Двуцветная крыска потянулась обнюхать Аделизу. Та испуганно стрельнула глазами на зверька и покосилась на Фарис.
— Я, должно быть, испугала ее. — Фарис встретила взгляд Аш. — Теперь все кончилось, правда?
— Правда. О, война продолжается. — Аш мотнула головой к темному небу за окном. — Может, мы не переживем завтрашнего дня. Но если только кто-нибудь не поспеет выстроит нового каменного голема прежде, чем христианское войско вступит в Карфаген, все кончилось. Дикие Машины не смогут использовать тебя. Не дотянутся.

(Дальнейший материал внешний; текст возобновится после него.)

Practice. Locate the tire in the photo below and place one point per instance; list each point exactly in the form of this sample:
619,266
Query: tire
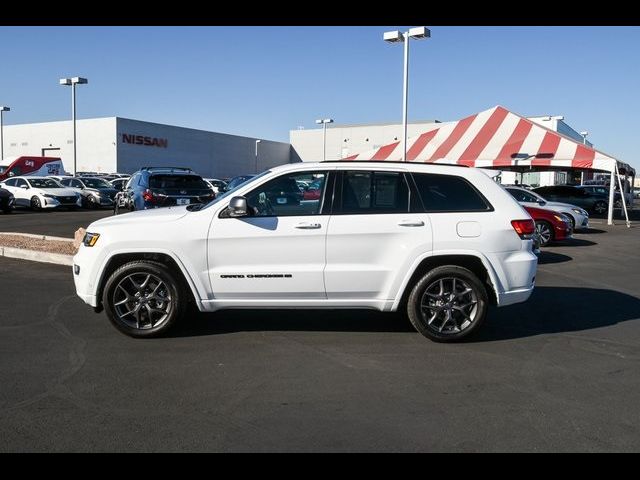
163,299
35,203
440,317
545,232
600,207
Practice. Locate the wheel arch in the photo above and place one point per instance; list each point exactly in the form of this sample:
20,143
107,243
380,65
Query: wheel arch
469,260
116,260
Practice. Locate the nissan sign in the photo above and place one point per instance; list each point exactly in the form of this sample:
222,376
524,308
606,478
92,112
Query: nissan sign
142,140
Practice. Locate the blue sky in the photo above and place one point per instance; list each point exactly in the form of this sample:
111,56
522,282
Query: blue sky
265,81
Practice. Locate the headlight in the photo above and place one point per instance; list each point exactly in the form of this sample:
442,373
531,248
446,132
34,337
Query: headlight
90,239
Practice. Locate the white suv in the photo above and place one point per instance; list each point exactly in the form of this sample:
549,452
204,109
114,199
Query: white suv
442,242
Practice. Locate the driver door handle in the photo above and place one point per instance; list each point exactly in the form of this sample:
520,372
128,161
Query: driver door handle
307,225
411,223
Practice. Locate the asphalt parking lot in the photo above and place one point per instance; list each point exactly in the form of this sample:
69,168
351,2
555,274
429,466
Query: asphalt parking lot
558,373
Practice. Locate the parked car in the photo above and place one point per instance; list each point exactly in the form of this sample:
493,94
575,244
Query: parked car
216,185
592,202
95,192
604,190
237,181
41,193
119,183
579,216
155,187
441,241
6,200
550,226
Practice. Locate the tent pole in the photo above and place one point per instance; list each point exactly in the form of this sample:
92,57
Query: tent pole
611,187
624,201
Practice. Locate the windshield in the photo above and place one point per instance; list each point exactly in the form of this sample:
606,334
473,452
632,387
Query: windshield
96,183
229,192
177,181
43,183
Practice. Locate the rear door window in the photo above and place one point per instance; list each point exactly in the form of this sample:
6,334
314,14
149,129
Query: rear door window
373,192
449,193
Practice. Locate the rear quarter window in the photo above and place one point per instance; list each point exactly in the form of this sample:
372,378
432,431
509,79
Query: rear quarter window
449,193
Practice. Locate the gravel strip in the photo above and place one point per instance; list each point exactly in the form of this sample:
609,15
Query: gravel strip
51,246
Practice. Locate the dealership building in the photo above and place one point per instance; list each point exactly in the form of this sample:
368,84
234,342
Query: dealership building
123,145
343,141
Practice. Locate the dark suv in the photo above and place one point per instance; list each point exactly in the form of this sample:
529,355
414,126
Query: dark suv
590,201
155,187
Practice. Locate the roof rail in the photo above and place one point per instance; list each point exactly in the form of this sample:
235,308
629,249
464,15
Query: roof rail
394,161
186,169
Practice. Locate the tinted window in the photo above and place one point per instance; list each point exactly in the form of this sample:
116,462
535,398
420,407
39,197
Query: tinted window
282,196
96,183
448,193
44,183
521,195
374,192
177,181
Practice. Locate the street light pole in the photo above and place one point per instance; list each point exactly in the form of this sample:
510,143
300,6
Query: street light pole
394,37
257,142
73,82
2,110
324,135
584,142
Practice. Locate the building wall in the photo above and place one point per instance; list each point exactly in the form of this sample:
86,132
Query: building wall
96,147
345,140
210,154
102,147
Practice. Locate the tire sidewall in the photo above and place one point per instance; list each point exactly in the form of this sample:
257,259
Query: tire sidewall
415,297
166,275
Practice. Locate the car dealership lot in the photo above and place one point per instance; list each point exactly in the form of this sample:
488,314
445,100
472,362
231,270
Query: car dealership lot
61,223
557,373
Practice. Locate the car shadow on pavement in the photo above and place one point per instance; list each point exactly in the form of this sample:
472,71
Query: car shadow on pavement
547,258
575,242
558,310
549,310
229,321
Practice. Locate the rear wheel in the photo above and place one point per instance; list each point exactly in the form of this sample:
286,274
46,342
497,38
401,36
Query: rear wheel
144,299
544,231
35,203
447,304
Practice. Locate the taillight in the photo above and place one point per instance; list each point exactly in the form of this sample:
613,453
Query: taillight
524,228
147,195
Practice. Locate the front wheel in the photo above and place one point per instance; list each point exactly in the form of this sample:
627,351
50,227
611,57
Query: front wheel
144,299
544,231
447,304
35,203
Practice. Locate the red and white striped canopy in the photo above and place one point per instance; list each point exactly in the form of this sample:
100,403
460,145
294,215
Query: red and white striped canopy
496,138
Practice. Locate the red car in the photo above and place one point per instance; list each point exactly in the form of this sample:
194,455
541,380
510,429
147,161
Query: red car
550,226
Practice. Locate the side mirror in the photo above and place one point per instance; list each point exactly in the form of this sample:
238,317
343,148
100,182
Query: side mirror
238,207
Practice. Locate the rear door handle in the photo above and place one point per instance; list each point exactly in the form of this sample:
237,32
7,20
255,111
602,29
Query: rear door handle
308,226
411,223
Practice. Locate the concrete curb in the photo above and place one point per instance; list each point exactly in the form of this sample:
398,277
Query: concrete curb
36,256
39,237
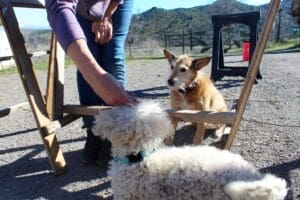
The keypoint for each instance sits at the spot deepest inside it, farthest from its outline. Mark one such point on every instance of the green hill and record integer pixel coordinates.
(156, 22)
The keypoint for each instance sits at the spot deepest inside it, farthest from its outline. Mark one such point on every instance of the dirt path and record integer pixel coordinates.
(269, 135)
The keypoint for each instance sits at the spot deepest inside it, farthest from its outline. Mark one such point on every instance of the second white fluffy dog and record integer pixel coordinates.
(143, 168)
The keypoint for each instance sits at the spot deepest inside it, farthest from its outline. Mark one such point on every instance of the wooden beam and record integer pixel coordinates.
(31, 86)
(55, 80)
(182, 115)
(203, 116)
(59, 123)
(84, 110)
(253, 69)
(7, 111)
(28, 3)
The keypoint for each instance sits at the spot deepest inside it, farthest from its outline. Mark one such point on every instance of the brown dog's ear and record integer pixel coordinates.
(199, 63)
(169, 56)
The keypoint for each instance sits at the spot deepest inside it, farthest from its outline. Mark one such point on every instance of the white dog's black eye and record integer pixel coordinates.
(183, 69)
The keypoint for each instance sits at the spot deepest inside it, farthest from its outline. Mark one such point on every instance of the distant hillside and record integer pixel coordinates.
(156, 22)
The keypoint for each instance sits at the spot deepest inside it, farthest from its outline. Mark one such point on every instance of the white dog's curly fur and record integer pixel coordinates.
(185, 173)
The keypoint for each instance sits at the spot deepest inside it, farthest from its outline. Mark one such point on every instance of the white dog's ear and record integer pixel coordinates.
(199, 63)
(169, 56)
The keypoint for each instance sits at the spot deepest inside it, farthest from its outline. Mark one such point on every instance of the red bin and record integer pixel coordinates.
(246, 51)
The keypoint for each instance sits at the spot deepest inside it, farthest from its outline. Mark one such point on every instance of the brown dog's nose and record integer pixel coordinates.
(171, 82)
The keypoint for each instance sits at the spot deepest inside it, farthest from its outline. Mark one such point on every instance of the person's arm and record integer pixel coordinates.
(61, 16)
(103, 28)
(104, 85)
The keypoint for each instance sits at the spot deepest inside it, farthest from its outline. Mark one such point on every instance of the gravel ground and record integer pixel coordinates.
(268, 136)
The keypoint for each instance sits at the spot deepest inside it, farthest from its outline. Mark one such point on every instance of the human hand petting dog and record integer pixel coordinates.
(103, 30)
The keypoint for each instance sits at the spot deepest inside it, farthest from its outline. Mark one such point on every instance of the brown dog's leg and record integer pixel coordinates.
(170, 140)
(199, 133)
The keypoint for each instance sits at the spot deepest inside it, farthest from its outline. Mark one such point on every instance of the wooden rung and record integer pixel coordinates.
(84, 110)
(57, 124)
(7, 111)
(203, 116)
(28, 3)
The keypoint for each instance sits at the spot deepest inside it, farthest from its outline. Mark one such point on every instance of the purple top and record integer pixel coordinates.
(62, 17)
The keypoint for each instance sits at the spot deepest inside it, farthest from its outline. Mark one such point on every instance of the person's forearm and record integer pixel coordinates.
(83, 59)
(103, 84)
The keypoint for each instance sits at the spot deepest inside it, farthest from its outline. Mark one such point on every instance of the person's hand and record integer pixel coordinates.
(103, 30)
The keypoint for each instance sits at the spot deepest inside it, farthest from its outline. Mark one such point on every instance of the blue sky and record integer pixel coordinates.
(37, 17)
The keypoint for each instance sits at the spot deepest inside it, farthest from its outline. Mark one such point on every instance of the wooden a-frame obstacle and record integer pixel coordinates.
(50, 112)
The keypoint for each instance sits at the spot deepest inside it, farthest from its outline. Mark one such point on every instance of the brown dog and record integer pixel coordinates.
(191, 89)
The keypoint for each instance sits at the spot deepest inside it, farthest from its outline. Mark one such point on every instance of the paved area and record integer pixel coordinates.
(268, 137)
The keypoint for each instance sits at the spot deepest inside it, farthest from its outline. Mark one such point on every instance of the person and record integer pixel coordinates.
(93, 34)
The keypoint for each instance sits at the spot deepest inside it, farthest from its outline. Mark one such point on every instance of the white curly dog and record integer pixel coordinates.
(143, 168)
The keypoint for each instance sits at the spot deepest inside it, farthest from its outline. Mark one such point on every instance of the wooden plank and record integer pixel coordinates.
(61, 122)
(31, 86)
(253, 69)
(84, 110)
(28, 3)
(199, 134)
(55, 81)
(7, 111)
(203, 116)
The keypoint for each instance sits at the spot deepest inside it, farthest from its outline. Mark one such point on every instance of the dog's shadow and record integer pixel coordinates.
(185, 133)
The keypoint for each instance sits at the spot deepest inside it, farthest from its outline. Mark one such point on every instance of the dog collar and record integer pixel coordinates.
(131, 159)
(188, 89)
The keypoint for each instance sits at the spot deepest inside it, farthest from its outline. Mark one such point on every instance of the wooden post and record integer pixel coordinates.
(31, 86)
(55, 80)
(183, 43)
(253, 69)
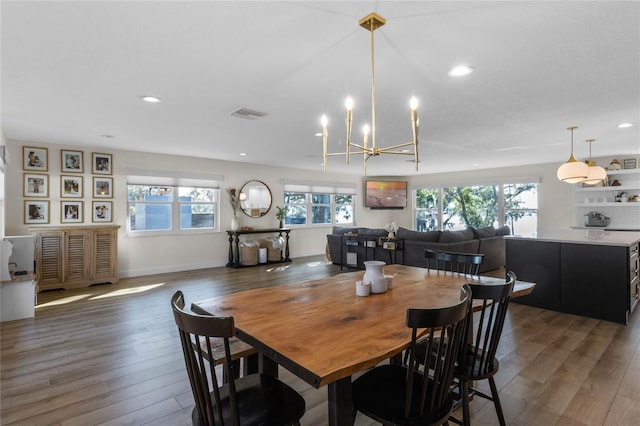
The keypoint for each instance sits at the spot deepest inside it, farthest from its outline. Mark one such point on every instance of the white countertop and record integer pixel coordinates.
(584, 236)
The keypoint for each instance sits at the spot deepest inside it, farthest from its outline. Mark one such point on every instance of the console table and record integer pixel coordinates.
(234, 249)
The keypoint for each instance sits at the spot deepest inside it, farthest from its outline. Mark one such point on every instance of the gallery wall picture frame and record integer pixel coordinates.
(630, 163)
(36, 211)
(36, 185)
(35, 158)
(71, 186)
(102, 187)
(101, 211)
(71, 211)
(71, 161)
(101, 164)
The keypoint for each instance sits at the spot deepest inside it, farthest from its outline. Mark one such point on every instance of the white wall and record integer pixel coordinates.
(147, 255)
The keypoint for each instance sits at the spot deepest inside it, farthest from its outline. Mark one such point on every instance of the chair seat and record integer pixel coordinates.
(262, 400)
(239, 349)
(380, 394)
(473, 369)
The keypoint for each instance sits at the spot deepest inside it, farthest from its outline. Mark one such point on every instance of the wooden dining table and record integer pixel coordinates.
(322, 332)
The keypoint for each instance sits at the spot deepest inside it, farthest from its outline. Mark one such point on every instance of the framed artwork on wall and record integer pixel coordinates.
(101, 211)
(36, 159)
(72, 161)
(36, 185)
(71, 211)
(36, 211)
(101, 164)
(102, 187)
(71, 186)
(630, 163)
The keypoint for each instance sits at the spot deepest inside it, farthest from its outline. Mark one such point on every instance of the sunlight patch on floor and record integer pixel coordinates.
(278, 268)
(126, 291)
(63, 301)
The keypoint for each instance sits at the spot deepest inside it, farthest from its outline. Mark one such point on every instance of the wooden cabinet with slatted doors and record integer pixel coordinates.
(75, 256)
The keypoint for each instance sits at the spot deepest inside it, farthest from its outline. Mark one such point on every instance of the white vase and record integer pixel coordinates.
(374, 273)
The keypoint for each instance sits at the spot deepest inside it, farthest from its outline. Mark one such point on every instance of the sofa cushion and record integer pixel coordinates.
(503, 230)
(339, 230)
(485, 232)
(372, 232)
(456, 236)
(407, 234)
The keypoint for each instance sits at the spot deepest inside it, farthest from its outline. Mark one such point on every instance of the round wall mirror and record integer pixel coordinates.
(255, 198)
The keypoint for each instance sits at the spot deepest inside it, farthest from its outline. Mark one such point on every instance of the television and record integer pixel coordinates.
(385, 194)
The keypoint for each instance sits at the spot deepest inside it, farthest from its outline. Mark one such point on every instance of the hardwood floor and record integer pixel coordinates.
(110, 354)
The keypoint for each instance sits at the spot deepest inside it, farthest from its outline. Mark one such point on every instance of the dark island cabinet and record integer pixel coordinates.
(593, 280)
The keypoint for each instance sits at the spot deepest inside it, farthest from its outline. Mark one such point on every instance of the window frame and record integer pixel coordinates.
(501, 209)
(309, 205)
(175, 208)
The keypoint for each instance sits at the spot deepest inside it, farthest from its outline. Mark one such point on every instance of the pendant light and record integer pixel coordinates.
(596, 173)
(574, 170)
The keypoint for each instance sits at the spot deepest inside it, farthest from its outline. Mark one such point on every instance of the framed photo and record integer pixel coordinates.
(630, 163)
(72, 161)
(36, 211)
(101, 211)
(71, 186)
(71, 212)
(36, 185)
(36, 159)
(102, 187)
(101, 163)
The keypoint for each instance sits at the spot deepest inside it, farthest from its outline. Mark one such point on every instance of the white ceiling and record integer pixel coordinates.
(73, 71)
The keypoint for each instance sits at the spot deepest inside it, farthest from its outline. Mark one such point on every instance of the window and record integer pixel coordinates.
(454, 208)
(323, 209)
(318, 204)
(156, 208)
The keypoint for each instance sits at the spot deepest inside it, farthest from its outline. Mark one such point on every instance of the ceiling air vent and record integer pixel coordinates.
(248, 114)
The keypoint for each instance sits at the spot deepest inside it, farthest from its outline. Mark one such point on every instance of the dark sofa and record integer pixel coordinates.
(488, 241)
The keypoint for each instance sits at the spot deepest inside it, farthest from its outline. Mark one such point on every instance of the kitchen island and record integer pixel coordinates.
(593, 273)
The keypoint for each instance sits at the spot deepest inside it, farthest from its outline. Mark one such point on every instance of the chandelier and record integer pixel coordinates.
(574, 170)
(371, 23)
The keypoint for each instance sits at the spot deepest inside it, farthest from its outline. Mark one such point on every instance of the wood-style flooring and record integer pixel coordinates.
(110, 354)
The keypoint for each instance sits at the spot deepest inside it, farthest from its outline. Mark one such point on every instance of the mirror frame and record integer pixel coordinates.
(247, 211)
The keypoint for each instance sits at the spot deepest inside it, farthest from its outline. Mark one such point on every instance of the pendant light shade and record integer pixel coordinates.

Фарис опустила голову на руки. Короткая серебряная челка свалилась на лоб. Она сдавленно проговорила:
— Мне все равно, как это было сделано. Мне жаль твоего друга. Я знала только его голос. Но все равно я благодарю Бога.
Она выпрямилась. Знакомое лицо в желтом свете фонаря было залито слезами, неуместными на этом лице, как вода на клинке.
«Я хотела сама сказать тебе об этом, — поняла Аш. — Я должна была сама увидеть, как ты осознаешь, что теперь у Флориан нет ни малейшей причины убивать тебя и множество разумных причин сохранить тебе жизнь».